For 62 straight months, Southern California home prices have gone in one direction. Up. This is fueling talk of a bubble in several markets in So Cal, including Orange County.
The median price for a home in Los Angeles County was $323,000 five years ago. The median price in Orange County in 2012 stood at $495,000, about $260,000 less than today’s prices in both counties.
In Orange County, there are two camps when discussing the current state of the housing market.
Jim Doti and the economists at Chapman University, told the Orange County Register he believes Orange County housing is in bubble territory, however, he sees no signs that it could burst any time soon.
Doti expressed concern that local housing prices are rising faster than the typical paycheck. Buyers in Orange County have to spend more than the national average on housing. He fears the economic cooling will continue and could possibly morph into recessionary pressures as early as next year. He told the Register that the bubble exists and it will inevitably burst.
Mark Schniepp from the California Forecast, told the OC Register that he sees no bubble. Yet.
Schniepp said the overall health of the economy currently justifies the rise in home prices. He is confident that supply constraints will help balance the market.
The analysts do agree that there is a lack of supply. With inventory tight, the few homes that do make it on the market are selling quickly. As a result of this trend. Chapman has predicted a 6.4 percent jump in Orange County home selling prices in 2017.
When considering current trends, it is important to note that during the last bubble period, Southern California home prices increased year over year for 126 consecutive months, or 10½ years – twice as long as the current streak in home price gains.
Moreover, many analysts say home prices really aren’t rising that rapidly.
Currently, price increases have averaged about 6.3 percent in Southern California over the last 12 months.

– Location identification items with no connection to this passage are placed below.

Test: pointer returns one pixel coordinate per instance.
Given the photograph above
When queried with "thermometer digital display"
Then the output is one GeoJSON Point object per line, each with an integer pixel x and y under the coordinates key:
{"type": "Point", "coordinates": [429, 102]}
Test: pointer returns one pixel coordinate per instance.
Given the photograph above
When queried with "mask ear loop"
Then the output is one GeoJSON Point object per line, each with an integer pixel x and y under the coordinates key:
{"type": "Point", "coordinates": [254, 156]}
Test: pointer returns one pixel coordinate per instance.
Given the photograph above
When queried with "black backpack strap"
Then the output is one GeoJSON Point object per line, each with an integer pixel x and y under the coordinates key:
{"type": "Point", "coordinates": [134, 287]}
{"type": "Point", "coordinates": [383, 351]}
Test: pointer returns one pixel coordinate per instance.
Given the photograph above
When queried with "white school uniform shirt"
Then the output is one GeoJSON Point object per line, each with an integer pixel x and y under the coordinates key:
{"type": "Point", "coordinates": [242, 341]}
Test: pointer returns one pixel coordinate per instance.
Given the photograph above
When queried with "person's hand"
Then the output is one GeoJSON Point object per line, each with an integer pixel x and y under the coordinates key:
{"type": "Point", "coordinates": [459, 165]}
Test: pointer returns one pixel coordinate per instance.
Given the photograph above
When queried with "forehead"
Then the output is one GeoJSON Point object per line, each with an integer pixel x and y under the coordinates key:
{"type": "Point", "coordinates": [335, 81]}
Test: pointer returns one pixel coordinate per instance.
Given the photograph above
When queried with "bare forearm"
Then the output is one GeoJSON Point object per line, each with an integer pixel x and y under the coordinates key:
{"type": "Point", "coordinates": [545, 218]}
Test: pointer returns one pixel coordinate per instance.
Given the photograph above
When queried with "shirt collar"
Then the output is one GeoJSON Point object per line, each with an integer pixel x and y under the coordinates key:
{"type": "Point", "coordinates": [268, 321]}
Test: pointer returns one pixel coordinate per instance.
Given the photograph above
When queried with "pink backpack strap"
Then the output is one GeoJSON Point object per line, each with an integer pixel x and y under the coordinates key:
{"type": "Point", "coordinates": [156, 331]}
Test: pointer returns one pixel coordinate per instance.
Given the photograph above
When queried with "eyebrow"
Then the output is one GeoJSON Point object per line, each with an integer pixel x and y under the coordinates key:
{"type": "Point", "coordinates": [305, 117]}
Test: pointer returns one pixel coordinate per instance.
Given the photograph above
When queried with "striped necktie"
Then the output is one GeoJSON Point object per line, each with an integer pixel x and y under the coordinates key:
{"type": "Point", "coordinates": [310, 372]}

The low is 5.4 percent in Orange County to a high of 7.9 percent in San Bernardino County.
According to Christopher Thornberg, a founding partner of Beacon Economics and former UCLA economics professor, the increases are only slightly greater than the rate of inflation.
Moreover, Pat Veling, president of Brea-based Real Data Strategies, said that the actual rate of inflation probably is in the 4 percent to 5 percent range.
With GDP growing at 2.5 percent and mortgage interest rates below 4.5 percent, home prices in Orange County and Southern California have the potential to increase by 6 percent a year over the next five to six years, according to Thornberg.
This wouldn’t necessarily be unhealthy.
“Given the supply shortage and the strength of the California economy, (that’s) perfectly reasonable,” Thornberg said. He added: “Reasonable here means it’s not a bubble and they won’t collapse.”